Research has even shown that regular sauna use correlates with a reduced risk of death from any cause, including lethal cardiovascular events, and may help stave off Alzheimer’s disease and dementia.
Another long-term study by the same Finnish research team, published in JAMA Internal Medicine in Y 2015, revealed that men who used the Finnish-style, dry heat sauna seven times per week also cut their risk of death from fatal heart problems in half, compared to those who used it only once a week.

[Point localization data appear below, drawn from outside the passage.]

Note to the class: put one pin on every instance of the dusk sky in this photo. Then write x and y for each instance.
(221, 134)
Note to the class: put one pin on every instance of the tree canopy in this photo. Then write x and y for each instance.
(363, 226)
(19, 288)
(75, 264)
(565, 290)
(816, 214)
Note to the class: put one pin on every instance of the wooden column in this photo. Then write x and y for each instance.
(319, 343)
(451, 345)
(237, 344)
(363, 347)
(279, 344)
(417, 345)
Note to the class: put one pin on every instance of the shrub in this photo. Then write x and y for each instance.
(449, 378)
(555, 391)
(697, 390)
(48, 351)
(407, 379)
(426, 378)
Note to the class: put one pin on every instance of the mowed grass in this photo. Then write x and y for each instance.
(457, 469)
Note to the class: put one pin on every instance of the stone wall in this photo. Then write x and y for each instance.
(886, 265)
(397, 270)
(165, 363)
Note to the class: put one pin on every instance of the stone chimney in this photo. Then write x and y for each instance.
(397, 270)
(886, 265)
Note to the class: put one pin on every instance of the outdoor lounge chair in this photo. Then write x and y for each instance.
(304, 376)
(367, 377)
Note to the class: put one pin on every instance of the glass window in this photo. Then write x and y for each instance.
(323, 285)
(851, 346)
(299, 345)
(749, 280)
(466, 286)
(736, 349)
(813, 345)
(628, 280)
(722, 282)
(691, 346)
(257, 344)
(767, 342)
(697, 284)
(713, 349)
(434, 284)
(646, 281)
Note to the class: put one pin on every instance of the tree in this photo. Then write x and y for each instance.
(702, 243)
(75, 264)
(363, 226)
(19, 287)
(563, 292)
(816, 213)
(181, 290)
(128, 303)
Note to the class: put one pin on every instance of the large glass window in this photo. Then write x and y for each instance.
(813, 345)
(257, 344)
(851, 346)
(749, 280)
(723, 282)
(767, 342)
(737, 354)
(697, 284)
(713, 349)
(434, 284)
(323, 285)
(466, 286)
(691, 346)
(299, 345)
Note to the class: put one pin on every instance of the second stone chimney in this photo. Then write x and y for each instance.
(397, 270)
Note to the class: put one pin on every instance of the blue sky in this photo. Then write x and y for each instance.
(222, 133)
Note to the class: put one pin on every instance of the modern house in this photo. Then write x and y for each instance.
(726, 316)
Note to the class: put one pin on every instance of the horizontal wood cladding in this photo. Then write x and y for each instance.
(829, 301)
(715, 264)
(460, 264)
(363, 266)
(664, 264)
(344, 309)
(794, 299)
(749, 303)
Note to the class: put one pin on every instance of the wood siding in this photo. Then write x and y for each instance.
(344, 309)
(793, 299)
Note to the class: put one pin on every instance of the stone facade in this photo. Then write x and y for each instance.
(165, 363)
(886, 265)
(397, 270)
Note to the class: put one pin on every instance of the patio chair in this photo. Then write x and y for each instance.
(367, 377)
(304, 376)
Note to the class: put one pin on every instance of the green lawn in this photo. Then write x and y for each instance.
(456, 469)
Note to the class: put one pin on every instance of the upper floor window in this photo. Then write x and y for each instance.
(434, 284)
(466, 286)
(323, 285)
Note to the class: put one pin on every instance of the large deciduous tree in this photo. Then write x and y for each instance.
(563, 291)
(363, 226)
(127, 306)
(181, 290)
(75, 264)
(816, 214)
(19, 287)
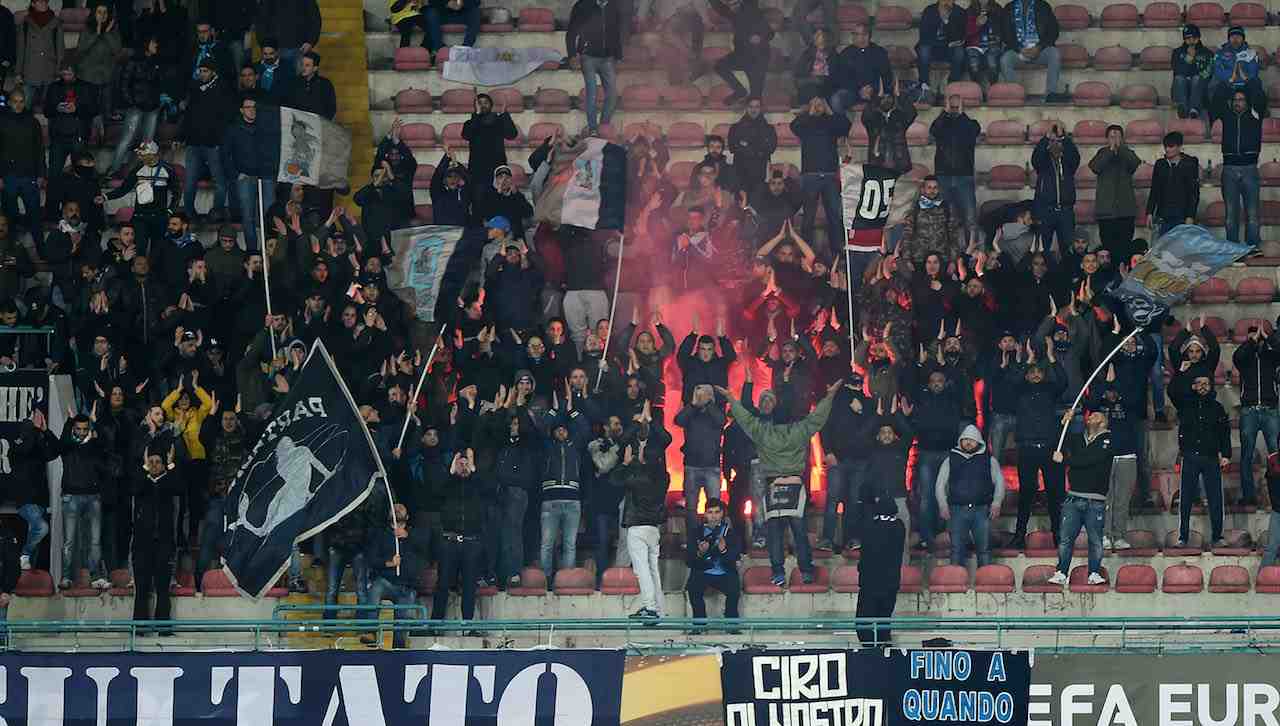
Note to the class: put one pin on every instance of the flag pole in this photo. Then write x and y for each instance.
(613, 307)
(1086, 387)
(266, 270)
(421, 379)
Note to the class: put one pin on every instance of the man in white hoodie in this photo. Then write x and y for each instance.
(970, 488)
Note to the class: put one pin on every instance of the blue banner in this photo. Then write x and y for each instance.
(1184, 258)
(314, 688)
(874, 688)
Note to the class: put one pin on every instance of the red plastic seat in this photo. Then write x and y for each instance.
(969, 91)
(215, 584)
(993, 579)
(1072, 17)
(1206, 14)
(1255, 290)
(821, 581)
(552, 101)
(1162, 16)
(1248, 14)
(1119, 16)
(1269, 580)
(1073, 55)
(35, 584)
(759, 581)
(1005, 132)
(1079, 580)
(1091, 94)
(844, 579)
(411, 59)
(949, 579)
(1136, 579)
(536, 19)
(892, 18)
(620, 581)
(1008, 177)
(1138, 96)
(458, 101)
(686, 135)
(1036, 579)
(1229, 579)
(850, 17)
(1156, 58)
(574, 581)
(1112, 56)
(533, 583)
(414, 101)
(1006, 95)
(1214, 290)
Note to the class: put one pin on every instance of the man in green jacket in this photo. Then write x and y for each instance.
(784, 453)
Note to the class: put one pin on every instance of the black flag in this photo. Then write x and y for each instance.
(314, 464)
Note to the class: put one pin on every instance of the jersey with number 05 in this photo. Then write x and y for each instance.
(867, 192)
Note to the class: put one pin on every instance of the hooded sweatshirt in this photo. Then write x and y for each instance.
(970, 478)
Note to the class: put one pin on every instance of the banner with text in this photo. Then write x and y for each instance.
(874, 688)
(319, 688)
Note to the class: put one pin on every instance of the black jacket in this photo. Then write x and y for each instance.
(1174, 190)
(956, 137)
(1202, 424)
(594, 31)
(1256, 363)
(818, 137)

This held true even after confounding factors such as smoking, blood pressure, cholesterol and triglyceride levels were factored in. In regard to time, the greatest benefits were found among those who sweated it out for 19 mins or more each session.
Both the duration and the frequency had dose dependent effects, so the longer the exposure time of each session and the more frequent the sessions, the better the outcome.
One mechanism for this effect is thought to be related to the fact that heat stresses your heart and body similar to that of exercise, thus prompting similar effects. This includes increased blood flow to your heart and muscles, which increases athletic endurance and increased muscle mass due to greater levels of heat-shock proteins and human growth hormone (HGH).
In the video lecture above, Rhonda Patrick, Ph.D., reviews how sauna bathing can be used as an exercise mimetic i.e., an exercise-mimicking tool, to increase your longevity and health span.
As noted by Dr. Patrick:
“Several studies have shown that frequent sauna bathing (4-7 times per week, 174°F for 20 min.) is associated with a 50% lower risk for fatal heart disease, 60% lower risk for sudden cardiac death, 51% lower risk for stroke, and 46% lower risk for hypertension.
Just a single sauna session has been shown to lower blood pressure, improve heart rate variability, and improve arterial compliance. Some of the positive benefits of the sauna on heart health may have to do with similar physiological changes that also occur during physical exercise.
For example, there is a 50-70% redistribution of blood flow away from the core to the skin to facilitate sweating. You start to sweat. Heart rate increases up to 150 beats per minute which correspond to moderate-intensity physical exercise.
Cardiac output (which is a measure of the amount of work the heart performs in response to the body’s need for oxygen) increases by 60-70%. Immediately after sauna use, blood pressure and resting heart rate are lower than baseline similar to physical activity.”
A Sauna Can Be a Great Health Investment
As you can see, sauna bathing can go a long way toward improving your health and increasing your lifespan. Here, we have focused primarily on heart and cardiovascular health, but there are many other health benefits as well, including improved mood, pain reduction, increased metabolism, detoxification, skin rejuvenation, stress reduction and immune support, just to name a few.